Все это нашло отражение в журналах на кофейном столике Козетты («Татлер», «Леди», «Кантри Лайф»), в их еде — я в жизни не встречала людей, которые употребляли столько копченой семги, в одежде из «Берберри», «Акваскьютум» и «Скотч хаус», в его «Роллс-Ройсе» и ее «Вольво», в отдыхе на Антибах и в Люцерне, а позднее, в начале шестидесятых, — и в Вест-Индии. Но в четырнадцать лет я, разумеется, так не думала, хотя и не могла не видеть их богатства. Если подобные мысли и приходили мне в голову, я все равно считала такой образ жизни выбором их обоих, с готовностью и радостью присоединяясь к нему. И только гораздо позже начала понимать, что это выбор Дугласа, а не Козетты.
Мои визиты начались в летние каникулы, когда родители рассказали мне о моей наследственности. Козетта пригласила меня, когда в очередной раз пришла к нам в гости. Я была еще ребенком, однако она разговаривала со мной как с равной — она со всеми так себя держала, улыбаясь своей мягкой, несколько рассеянной улыбкой.
— Приходи к нам на следующей неделе, дорогая, и посоветуй, что мне делать с садом.
— Ничего не понимаю в садоводстве, — ответила я, наверное, угрюмо, поскольку в те дни у меня всегда было мрачное настроение.

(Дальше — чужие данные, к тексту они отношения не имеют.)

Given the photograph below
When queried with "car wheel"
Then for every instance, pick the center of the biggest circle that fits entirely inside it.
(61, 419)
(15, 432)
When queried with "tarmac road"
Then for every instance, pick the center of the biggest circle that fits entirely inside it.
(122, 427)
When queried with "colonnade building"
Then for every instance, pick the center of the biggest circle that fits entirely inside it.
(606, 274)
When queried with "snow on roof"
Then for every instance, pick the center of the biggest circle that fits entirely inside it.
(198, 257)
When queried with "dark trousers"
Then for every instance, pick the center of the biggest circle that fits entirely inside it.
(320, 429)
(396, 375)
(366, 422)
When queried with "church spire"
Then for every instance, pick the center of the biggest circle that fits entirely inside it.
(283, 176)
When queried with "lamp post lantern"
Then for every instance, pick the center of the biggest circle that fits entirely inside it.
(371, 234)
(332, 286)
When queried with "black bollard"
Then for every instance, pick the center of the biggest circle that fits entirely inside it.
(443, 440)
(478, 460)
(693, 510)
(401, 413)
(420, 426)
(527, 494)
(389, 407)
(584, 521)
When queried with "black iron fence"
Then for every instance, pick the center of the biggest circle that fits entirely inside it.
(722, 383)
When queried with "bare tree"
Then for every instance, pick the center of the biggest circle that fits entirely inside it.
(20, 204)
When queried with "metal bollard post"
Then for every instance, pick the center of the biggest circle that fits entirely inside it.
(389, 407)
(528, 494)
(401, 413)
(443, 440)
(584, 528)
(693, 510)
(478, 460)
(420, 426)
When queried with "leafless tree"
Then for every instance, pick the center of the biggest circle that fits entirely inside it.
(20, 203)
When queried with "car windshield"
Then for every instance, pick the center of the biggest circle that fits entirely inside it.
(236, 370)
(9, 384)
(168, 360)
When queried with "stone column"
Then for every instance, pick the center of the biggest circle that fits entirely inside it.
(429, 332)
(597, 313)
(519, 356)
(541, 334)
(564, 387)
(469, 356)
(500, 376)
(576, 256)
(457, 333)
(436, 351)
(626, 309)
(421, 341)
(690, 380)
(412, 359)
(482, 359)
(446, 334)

— Лилии взошли, но чувствуют себя не очень хорошо, и это непозволительно, потому что у них такие красивые имена. «Мерцающий день», «Золотая заря» и «Драгоценное страдание». В каталоге говорится, что они «хорошо приживаются на любой почве, переносят повышенную влажность и засуху, будут расти на ярком солнце и в тени…», но приходится признать, что это не так.
Я просто смотрела на нее, со скукой, не отвечая. Мне Козетта всегда нравилась, поскольку всегда обращала на меня внимание, не сюсюкала, не приставала с расспросами, но в тот день я ненавидела весь мир. Этот мир терзал меня уже четырнадцать лет, а я до сих пор ничего не знала и теперь пылала жаждой мщения.
— Нам ничего не нужно будет делать, — сказала Козетта, очевидно полагая, что безделье должно выглядеть заманчиво. — Я имею в виду, нам не придется выкапывать и сажать растения, пачкать руки. Просто будем сидеть, что-нибудь пить и строить планы.